September 28, 2003 | Op-ed

Roadmap to nowhere

By Jonathan Riches

After yet another disastrous month of Palestinian suicide bombings and retaliatory Israeli strikes, the Middle East Peace process finds itself right where it started – in the gutter. The U.S.-backed “Road Map to Peace” looks more like a “Road Map to Nowhere,” and after Israel's vice-premier stated this weekend that killing Palestinian President Yasser Arafat was an option, we could all hear a collective sigh of exasperation. But, let us not exhale too quickly.

I think that Ariel Sharon's cabinet is on to something – although assassination is probably not the most prudent option. More on this in a minute. Let me preface this paper by saying this: I have no sympathy for Palestinian terrorists. I feel that their indiscriminate use of violence and terror is disgraceful, repugnant, and self-defeating. It is also a sad truth that the Palestinian people have been subjected (nay oppressed) by some of the most backward and corrupt leadership in the world. This is why I feel for the plight of the common Palestinian, and why I am, at this moment, finding myself understanding of the vice-premier's position. In the end, however, removal and not assassination is the right one.

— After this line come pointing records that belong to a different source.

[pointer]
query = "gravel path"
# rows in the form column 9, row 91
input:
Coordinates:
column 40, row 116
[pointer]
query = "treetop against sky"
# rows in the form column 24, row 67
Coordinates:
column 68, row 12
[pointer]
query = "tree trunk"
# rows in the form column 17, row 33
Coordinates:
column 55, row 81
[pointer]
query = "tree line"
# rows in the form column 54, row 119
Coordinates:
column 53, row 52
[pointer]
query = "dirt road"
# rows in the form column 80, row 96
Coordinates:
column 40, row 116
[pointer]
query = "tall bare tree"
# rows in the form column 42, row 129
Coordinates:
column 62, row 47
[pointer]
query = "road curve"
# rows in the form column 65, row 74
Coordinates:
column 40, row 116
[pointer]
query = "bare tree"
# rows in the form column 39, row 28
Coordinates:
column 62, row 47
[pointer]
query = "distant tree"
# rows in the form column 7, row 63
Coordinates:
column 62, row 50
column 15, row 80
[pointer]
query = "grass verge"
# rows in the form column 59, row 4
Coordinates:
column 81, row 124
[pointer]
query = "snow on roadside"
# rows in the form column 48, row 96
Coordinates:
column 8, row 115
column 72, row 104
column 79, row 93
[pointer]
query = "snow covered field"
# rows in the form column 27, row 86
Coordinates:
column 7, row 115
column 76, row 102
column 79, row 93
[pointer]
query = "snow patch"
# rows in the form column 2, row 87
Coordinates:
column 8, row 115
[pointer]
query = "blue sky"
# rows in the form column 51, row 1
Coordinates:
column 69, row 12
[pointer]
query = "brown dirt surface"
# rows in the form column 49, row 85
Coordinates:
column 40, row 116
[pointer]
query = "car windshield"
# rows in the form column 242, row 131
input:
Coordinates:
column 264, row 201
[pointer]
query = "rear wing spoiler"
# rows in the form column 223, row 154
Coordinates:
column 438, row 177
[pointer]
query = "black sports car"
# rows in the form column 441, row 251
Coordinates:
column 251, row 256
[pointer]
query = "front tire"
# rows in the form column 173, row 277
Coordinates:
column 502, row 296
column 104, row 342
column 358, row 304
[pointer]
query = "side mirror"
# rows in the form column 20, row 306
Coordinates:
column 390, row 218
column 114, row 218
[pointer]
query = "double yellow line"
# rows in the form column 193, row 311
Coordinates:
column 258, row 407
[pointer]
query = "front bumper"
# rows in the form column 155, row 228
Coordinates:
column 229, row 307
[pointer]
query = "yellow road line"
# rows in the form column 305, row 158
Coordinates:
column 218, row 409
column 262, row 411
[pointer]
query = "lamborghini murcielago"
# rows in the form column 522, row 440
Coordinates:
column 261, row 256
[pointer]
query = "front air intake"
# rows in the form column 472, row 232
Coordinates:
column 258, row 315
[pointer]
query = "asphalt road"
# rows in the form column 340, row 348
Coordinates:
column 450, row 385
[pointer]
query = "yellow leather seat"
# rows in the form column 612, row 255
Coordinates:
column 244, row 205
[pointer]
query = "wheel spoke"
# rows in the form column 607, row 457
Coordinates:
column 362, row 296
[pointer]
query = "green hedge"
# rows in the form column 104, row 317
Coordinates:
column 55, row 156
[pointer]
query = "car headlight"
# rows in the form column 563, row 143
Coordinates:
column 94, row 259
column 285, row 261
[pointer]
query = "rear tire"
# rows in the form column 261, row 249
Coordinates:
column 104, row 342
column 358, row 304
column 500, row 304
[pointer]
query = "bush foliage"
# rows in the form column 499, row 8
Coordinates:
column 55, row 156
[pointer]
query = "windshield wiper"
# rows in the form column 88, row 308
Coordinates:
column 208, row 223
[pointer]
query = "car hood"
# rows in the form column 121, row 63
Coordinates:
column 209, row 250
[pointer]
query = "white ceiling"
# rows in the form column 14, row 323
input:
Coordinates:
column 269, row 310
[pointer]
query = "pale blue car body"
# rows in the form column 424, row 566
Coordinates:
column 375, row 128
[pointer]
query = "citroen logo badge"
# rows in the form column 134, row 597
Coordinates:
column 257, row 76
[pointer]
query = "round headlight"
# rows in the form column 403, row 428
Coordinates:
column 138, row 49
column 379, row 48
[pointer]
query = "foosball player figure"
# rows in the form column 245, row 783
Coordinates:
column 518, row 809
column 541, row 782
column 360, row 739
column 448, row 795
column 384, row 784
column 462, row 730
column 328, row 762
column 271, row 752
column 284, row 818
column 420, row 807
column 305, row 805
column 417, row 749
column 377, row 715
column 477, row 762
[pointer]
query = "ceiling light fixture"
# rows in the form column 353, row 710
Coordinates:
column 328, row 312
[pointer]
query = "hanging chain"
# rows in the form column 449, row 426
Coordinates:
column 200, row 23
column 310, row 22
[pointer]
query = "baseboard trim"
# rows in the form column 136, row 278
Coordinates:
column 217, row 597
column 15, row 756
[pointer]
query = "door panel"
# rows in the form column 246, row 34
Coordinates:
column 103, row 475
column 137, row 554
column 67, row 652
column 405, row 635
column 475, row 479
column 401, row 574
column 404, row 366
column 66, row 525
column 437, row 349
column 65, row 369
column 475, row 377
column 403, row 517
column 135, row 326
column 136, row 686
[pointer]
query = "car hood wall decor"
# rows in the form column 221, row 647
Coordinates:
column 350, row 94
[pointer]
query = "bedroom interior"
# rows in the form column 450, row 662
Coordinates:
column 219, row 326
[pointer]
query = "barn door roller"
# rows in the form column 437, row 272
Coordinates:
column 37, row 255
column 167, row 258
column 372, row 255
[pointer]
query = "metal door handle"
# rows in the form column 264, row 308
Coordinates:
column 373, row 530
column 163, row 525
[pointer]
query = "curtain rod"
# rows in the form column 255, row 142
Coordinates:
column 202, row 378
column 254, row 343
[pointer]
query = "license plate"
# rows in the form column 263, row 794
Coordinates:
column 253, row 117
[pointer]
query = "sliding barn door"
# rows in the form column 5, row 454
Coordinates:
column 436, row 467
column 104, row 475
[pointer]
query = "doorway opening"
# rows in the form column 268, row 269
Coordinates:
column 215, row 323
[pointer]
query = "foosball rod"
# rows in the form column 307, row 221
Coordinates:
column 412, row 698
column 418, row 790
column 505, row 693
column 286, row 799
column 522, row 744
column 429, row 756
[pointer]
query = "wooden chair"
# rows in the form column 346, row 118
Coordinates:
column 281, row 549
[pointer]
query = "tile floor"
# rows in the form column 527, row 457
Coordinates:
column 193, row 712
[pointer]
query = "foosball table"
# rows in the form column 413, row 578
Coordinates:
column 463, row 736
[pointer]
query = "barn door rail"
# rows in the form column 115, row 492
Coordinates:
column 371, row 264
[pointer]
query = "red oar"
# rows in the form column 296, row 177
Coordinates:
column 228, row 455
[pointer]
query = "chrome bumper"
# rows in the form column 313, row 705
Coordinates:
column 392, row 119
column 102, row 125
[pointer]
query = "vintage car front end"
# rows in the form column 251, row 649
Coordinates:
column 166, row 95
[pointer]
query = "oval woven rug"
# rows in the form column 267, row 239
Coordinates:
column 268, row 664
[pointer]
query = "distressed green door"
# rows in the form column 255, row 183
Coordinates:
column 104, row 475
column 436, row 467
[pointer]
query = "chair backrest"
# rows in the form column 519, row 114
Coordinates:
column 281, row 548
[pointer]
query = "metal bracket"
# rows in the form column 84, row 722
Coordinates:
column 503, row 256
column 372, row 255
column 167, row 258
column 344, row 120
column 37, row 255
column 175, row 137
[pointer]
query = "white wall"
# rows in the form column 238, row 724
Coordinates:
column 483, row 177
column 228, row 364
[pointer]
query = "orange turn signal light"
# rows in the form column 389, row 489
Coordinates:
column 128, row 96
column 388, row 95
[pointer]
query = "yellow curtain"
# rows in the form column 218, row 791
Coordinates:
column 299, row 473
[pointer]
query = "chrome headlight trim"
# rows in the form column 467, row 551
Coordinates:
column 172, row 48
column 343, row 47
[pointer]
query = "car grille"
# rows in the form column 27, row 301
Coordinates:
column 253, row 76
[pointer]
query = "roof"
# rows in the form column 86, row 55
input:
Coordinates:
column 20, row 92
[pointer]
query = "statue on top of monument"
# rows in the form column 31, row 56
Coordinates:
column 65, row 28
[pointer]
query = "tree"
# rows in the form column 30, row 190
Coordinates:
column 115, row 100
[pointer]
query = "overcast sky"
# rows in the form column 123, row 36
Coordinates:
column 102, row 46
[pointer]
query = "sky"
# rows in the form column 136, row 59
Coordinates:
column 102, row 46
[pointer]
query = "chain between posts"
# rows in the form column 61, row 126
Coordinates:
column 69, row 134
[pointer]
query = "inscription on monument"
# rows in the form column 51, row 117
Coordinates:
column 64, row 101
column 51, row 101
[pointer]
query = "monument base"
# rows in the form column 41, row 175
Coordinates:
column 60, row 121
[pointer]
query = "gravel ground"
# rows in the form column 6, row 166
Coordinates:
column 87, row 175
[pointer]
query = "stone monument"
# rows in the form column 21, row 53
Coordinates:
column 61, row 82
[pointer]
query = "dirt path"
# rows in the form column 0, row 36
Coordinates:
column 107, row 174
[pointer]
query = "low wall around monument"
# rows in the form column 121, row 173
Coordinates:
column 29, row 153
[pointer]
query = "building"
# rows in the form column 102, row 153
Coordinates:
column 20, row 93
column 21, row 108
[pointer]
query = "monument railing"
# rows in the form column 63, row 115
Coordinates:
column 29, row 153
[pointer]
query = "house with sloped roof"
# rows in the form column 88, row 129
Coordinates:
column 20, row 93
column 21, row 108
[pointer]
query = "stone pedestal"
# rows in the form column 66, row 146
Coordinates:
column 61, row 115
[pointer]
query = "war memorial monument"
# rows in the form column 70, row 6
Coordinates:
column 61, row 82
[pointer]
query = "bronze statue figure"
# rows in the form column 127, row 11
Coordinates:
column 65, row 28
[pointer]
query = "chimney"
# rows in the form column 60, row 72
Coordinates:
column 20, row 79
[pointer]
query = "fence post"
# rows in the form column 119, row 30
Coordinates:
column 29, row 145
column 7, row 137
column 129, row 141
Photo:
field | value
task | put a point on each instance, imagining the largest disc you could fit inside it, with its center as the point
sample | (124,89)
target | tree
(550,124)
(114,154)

I returned from Israel last month with a sense of hope that peace might somehow be achieved in the war-torn region. There was a cease-fire agreement signed by the two major Palestinian terrorist groups, Islamic Jihad and Hamas, and Israel began to make good on a number of its concessions, including talk of dismantling several Jewish settlements in Gaza and the West Bank. But these hopes blew up on a bus in Jerusalem the day after I left that city. I see now, as I should have then, that the Road Map was destined to fail because it was fundamentally predicated on self-delusion – American self-delusion, Israeli self-delusion, and Palestinian self-delusion. Each has contributed to the continuing struggle, and each has masked what is and has been the fundamental problem: Jewish settlements on the one side, and Yasser Arafat and his terrorist networks on the other.

We will begin with the former. The Jewish settlements are just what they sound like – communities of Jewish men and women. The catch is that they are located in increasing numbers throughout Gaza and the West Bank. The settlements serve as a constant source of resentment and humiliation for the Palestinians, and a huge financial drain for Israel. Many of the settlements are located in the centers of Gaza and the West Bank, and providing housing, security, and roads for the Jews that live in them isn't cheap for Israel – a country that is currently suffering from souring unemployment, a slashing of its welfare benefits, and an understandable drop in tourism. More importantly, however, is the demographic problem. If the Palestinians are ever going to have their own state – and this writer thinks that they soon will – its viability, autonomy, and sovereignty would be vulnerable by the presence of some quarter-million Jews. So, the settlements must stop. While those that are there now will always be a point of contention, building new ones will threaten not only the promise of a Palestinian state, but the survival of the Jewish state itself.

So, we turn to Yasser Arafat, the terrorists, and our own self-delusion. Before we proceed, however, allow me to posit that the problem of the settlements and the problem of terrorism are not equivalent. As one writer observed: “You cannot equate blowing up children on a bus with building on land someone else considers his.” Therefore, the onus of responsibility is not on Israel, but on the Palestinian leadership. For peace to ever be possible, the Palestinian leaders must be willing and able to rein in the terrorist groups. Which brings me back to where I started, and to the decision by Mr. Sharon's cabinet to remove Yasser Arafat. Finally, the Israeli cabinet has made the right one.

Among Mr. Arafat's glowing resume are acts of contemporary crime that range from the hijacking and blowing up of civilian-filled airliners; the destruction of a formerly soverign Lebanon; major complicity in the Iranian revolution; and decades of violated peace agreements. Last year, Mr. Arafat was caught by the Israeli Defense Forces paying for one of the largest arms shipments ever uncovered from Iran to the Palestinian terrorists aboard the Karine A. (Right in the middle of more peace negotiations.) His recent involvement in the resignation of Prime Minister Mahmoud Abbas (one of the few legitimate leaders and peace players the Palestinians have seen) has demonstrated that Yasser Arafat is not concerned with the peace process.

Mr. Arafat is, in the simplest terms, a terrorist mastermind, and the single largest obstruction to peace in the Middle East. It is time for the self-delusion on all sides to end. If peace is ever to have a chance, the United States, Israel, and the Palestinian people themselves must end their self-deception, recognize Mr. Arafat as the thug he is, and from here on out, refuse to associate with him and what he stands for. As we go back to the drawing boards, this is step one, if a road map is sincerely interested in leading to peace.

Jonathan Riches is an Undergraduate Fellow at the Foundation for the Defense of Democracies.